A new Coffee County Judicial Commissioner took his oath of office on Wednesday, May 22.
Travis Reed, a former reserve deputy for the Coffee County Sheriff Department, accepted the task of becoming a judicial commissioner and, on his first day, he signed his first warrant.
“I really think one of the most fundamental things a society can have is their criminal justice system – that’s what makes it a safe place to stay,” Reed said.
Reed, a Manchester native and a CHS graduate of 2005, started his career in law enforcement in the sheriff department. His aspirations began in 2004 after his friend Dustin Holder died.
“My best friend, we called each other brothers, he was murdered when we were 16,” Reed revealed.
He explained he and Holder got into a fight two weeks before he died over what kind of people Holder wanted to hang out with and Holder showing an interest in drugs. The two didn’t see each other for two weeks after that fight. Then, Holder passed away.
“It’s definitely made me appreciate life,” Reed said. “I really try to wake up and be the best person I can be every day.”
Though Holder’s death was ruled as an accidental suicide, Reed knew he needed to do something to prevent another teenage death.
“After that, I thought maybe I could make a difference,” he said. “Not just for him – to maybe instill justice wasn’t overlooked for someone else.
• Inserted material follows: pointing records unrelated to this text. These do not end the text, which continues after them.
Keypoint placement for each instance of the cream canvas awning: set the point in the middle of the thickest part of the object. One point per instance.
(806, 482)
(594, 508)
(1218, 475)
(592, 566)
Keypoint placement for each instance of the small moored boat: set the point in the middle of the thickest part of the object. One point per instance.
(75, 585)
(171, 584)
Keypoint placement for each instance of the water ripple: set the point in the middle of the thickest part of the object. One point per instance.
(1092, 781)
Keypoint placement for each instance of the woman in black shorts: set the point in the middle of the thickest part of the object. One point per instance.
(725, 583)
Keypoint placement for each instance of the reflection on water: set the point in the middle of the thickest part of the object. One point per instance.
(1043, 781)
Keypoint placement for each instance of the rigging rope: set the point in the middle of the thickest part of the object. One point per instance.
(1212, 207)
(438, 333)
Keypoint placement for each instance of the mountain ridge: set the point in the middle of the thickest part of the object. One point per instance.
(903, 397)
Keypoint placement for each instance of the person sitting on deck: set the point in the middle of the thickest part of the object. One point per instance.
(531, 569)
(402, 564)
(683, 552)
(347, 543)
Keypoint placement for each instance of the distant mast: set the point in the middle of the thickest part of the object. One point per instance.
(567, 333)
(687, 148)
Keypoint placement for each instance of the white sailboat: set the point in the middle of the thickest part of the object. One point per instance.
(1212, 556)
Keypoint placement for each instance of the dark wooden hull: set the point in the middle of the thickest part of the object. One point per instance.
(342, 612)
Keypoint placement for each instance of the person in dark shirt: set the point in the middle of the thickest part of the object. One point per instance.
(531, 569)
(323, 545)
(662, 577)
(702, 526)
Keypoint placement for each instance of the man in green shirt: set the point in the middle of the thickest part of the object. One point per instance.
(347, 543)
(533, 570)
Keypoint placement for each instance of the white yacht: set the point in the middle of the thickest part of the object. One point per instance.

In turn, I guess it is giving him justice.”
He entered the reserve deputy program until it was suspended under Sheriff Chad Partin’s administration for a few months. Once the program was reinstated in December 2018, he rejoined and learned about the job opening for judicial commissioner.
“I just wanted to be a patrolman. This just kind of landed at my feet,” Reed said.
On the day he took oath, May 22, he stood next to Judge Craig Johnson, someone he’s known since Reed was 10 years old. Reed and Johnson used to help him with Old Timers Day and remembers riding the mule with him.
“To actually take that oath from a man of that stature” hit Reed hard, he said. He was not only going to be writing warrants, setting bonds, and holding extradition hearings, he was walking where the giants of Coffee County previously walked, Reed explained.
“It’s pretty cool. I’m really deeply honored and humbled at that appointment,” Reed said.
He hopes to uphold the law and be as fair and impartial as possible while in the role. He quoted Pastor Sunday Adelaja, the founder and senior pastor of the Embassy of the Blessed Kingdom of God for All Nations: “Those who are men in God’s eyes would live and die for the promotion of equity, fairness and impartiality.”
Reed added, “I believe in fairness, I believe that no man is greater than the next no matter what kind of shoes that you’re wearing. I just believe God appointed judges and men of stature in the community to uphold justice and to make the community a better place to live and safer for everyone inside of the walls of it.”
Reed joins six other judicial commissioners, including department head Bobby Trail.